A questo punto una domanda nasce spontanea: perché dovremmo guardare una serie che trasforma lo spoiler in uno strumento narrativo? Perché c’è modo e modo per raccontare una storia. E Una serie di sfortunati eventi lo fa benissimo, con l’eleganza di una fotografia che vive di contrasti altisonanti ed una regia che unisce perfettamente le anime di Wes Anderson e Tim Burton. Perché il surrealismo è ancora una volta lo strumento ideale per raccontare la realtà, e tornare bambini è un’esigenza imprescindibile per vedere il mondo in quanto tale, senza filtri. Perché lo humour di una dramedy è estremamente efficace, e Neil Patrick Harris ci ha regalato un Conte Olaf che non ha fatto rimpiangere l’ottima interpretazione di Jim Carrey. Perché Sunny e il suo amore per il poker e Tito Puente è meravigliosa e, più di tutto, perché l’ansia da spoiler è una fobia tutta nostra che ci rinchiude in una stanza di serpi velenose, uno spauracchio che ogni tanto dovremmo mettere un po’ da parte.

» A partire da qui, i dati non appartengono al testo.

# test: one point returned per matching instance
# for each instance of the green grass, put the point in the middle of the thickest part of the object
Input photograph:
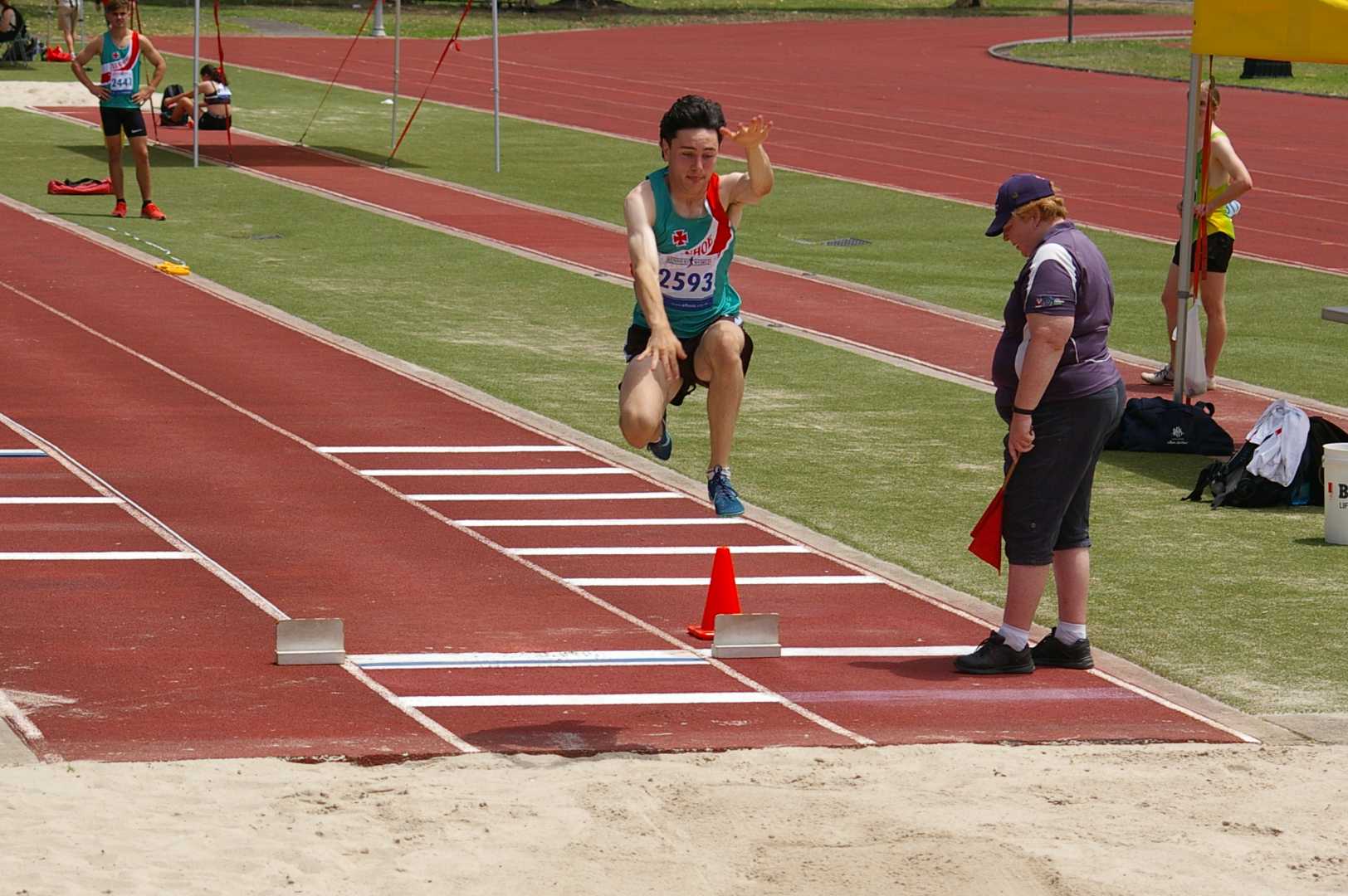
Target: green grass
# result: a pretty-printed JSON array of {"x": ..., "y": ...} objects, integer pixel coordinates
[
  {"x": 440, "y": 19},
  {"x": 1169, "y": 58},
  {"x": 1208, "y": 598},
  {"x": 911, "y": 237}
]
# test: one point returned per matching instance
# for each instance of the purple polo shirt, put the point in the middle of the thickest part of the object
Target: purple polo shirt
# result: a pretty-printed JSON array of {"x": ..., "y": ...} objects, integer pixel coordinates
[{"x": 1067, "y": 275}]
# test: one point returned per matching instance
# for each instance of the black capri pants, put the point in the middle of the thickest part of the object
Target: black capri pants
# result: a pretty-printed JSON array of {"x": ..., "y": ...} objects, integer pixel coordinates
[{"x": 1048, "y": 500}]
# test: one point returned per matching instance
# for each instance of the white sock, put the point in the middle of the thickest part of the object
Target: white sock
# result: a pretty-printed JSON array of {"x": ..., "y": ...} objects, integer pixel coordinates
[
  {"x": 1015, "y": 637},
  {"x": 1069, "y": 632}
]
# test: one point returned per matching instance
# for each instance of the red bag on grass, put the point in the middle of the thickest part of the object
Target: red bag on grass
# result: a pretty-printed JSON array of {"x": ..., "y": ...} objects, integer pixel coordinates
[{"x": 84, "y": 186}]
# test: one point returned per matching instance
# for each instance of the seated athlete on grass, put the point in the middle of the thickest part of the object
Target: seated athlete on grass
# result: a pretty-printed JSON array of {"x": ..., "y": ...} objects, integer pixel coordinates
[
  {"x": 686, "y": 328},
  {"x": 216, "y": 101}
]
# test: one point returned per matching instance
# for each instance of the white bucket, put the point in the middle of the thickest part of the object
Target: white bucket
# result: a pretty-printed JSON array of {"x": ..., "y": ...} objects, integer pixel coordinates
[{"x": 1336, "y": 492}]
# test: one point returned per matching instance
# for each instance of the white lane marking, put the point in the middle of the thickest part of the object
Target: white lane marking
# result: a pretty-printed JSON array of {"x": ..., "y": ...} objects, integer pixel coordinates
[
  {"x": 535, "y": 470},
  {"x": 548, "y": 496},
  {"x": 82, "y": 499},
  {"x": 1157, "y": 699},
  {"x": 665, "y": 550},
  {"x": 672, "y": 520},
  {"x": 740, "y": 580},
  {"x": 445, "y": 449},
  {"x": 592, "y": 699},
  {"x": 96, "y": 555},
  {"x": 569, "y": 659}
]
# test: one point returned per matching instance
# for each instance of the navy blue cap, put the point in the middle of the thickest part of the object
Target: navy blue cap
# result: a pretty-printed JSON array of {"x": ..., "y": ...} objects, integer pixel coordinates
[{"x": 1015, "y": 192}]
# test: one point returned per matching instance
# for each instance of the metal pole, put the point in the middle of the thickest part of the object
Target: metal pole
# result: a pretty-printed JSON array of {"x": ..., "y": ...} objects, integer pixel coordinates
[
  {"x": 496, "y": 86},
  {"x": 196, "y": 68},
  {"x": 398, "y": 46},
  {"x": 379, "y": 21},
  {"x": 1186, "y": 228}
]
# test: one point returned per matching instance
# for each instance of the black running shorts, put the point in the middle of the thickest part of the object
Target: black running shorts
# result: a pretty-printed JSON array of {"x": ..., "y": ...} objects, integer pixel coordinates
[
  {"x": 1219, "y": 252},
  {"x": 116, "y": 120}
]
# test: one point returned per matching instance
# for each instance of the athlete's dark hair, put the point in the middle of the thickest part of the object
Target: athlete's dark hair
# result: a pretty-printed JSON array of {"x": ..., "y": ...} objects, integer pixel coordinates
[{"x": 691, "y": 110}]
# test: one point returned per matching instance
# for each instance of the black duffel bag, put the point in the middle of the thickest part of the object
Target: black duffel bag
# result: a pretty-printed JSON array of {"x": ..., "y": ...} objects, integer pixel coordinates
[{"x": 1161, "y": 425}]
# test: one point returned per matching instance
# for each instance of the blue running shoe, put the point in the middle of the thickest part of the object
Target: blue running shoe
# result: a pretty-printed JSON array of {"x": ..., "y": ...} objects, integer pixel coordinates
[
  {"x": 665, "y": 446},
  {"x": 721, "y": 494}
]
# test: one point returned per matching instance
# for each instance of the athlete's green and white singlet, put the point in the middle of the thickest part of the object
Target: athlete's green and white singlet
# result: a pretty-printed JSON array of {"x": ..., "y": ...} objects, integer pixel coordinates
[
  {"x": 120, "y": 71},
  {"x": 695, "y": 261}
]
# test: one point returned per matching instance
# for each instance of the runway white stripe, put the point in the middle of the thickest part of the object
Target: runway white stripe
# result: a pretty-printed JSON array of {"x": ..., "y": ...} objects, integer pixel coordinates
[
  {"x": 657, "y": 550},
  {"x": 82, "y": 499},
  {"x": 673, "y": 520},
  {"x": 548, "y": 496},
  {"x": 447, "y": 449},
  {"x": 537, "y": 470},
  {"x": 739, "y": 580},
  {"x": 591, "y": 699},
  {"x": 96, "y": 555},
  {"x": 570, "y": 659},
  {"x": 559, "y": 659}
]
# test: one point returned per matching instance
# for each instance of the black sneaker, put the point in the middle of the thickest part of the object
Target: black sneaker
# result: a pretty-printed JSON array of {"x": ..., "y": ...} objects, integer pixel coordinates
[
  {"x": 1053, "y": 652},
  {"x": 995, "y": 658}
]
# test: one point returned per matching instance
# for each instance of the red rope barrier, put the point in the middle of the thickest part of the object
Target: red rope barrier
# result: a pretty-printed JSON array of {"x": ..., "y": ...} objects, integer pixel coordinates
[
  {"x": 154, "y": 119},
  {"x": 453, "y": 42},
  {"x": 369, "y": 12},
  {"x": 229, "y": 116}
]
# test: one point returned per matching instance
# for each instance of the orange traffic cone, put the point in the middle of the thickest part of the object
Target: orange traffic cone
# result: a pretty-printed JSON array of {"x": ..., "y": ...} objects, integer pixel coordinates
[{"x": 721, "y": 596}]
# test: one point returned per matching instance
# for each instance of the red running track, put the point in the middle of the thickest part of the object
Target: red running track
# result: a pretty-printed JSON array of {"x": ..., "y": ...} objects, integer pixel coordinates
[
  {"x": 235, "y": 431},
  {"x": 916, "y": 104},
  {"x": 920, "y": 334}
]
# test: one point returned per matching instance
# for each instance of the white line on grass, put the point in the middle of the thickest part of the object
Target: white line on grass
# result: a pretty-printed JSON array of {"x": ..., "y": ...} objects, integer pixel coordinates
[
  {"x": 97, "y": 555},
  {"x": 661, "y": 550},
  {"x": 530, "y": 470},
  {"x": 740, "y": 580}
]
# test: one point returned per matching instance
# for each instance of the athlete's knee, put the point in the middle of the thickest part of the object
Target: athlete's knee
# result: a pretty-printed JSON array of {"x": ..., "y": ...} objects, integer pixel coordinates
[{"x": 639, "y": 425}]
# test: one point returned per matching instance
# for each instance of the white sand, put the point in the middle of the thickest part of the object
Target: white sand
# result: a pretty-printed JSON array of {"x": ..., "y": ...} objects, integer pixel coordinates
[
  {"x": 917, "y": 821},
  {"x": 47, "y": 93}
]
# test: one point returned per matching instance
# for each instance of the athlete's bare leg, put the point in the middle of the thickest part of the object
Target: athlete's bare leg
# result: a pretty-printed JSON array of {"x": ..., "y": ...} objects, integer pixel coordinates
[
  {"x": 717, "y": 362},
  {"x": 1214, "y": 294},
  {"x": 140, "y": 151},
  {"x": 642, "y": 399},
  {"x": 114, "y": 144}
]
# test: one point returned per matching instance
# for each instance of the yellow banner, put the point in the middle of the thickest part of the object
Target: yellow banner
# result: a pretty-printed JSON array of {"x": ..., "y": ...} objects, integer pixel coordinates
[{"x": 1287, "y": 30}]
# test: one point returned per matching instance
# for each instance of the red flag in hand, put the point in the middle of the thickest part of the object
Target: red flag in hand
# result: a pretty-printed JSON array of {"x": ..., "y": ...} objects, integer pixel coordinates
[{"x": 987, "y": 531}]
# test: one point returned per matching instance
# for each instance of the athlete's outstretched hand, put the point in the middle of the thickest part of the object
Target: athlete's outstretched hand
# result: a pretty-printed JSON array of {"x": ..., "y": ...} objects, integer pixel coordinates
[
  {"x": 749, "y": 135},
  {"x": 665, "y": 352}
]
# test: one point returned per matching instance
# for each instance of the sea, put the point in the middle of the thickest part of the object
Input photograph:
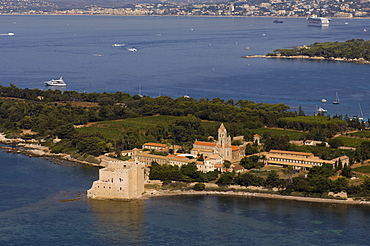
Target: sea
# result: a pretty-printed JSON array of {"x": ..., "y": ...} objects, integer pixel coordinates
[
  {"x": 176, "y": 56},
  {"x": 44, "y": 203}
]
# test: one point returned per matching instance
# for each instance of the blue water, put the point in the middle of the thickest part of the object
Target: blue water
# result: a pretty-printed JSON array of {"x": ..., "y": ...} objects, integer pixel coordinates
[
  {"x": 177, "y": 54},
  {"x": 42, "y": 203}
]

Una storia da raccontare può essere stupenda a prescindere dalla semplicità della trama che sviluppa, e Una serie di sfortunati eventi ne è la massima espressione. Lo sapevamo fin da piccoli, nel momento in cui ci leggevano una fiaba della quale intuivamo fin da subito il lieto fine. Lo sapevamo nella fase dell’adolescenza, quando ci siamo emozionati nel vedere la prima trasformazione di Goku in Super Sayan, nonostante fosse esplicitata fin dalla sigla. Poi, però, abbiamo perso di vista la magia del racconto nella sua essenzialità, cercando il colpo di scena ad ogni costo. Anche se il contrappasso è un calo di concentrazione su tutte le sfumature che una storia scritta bene può offrire. Una serie di sfortunati eventi, invece, ci riporta al punto d’origine, mutando il concetto di spoiler. La guarderemo fino alla fine e, anche se sappiamo che finirà male, non ci regalerà mai una giornata infausta e funesta. Questa, in fondo, è la miglior sorpresa che Netflix potesse riservarci. E definirla una rivoluzione non è certo un’esagerazione.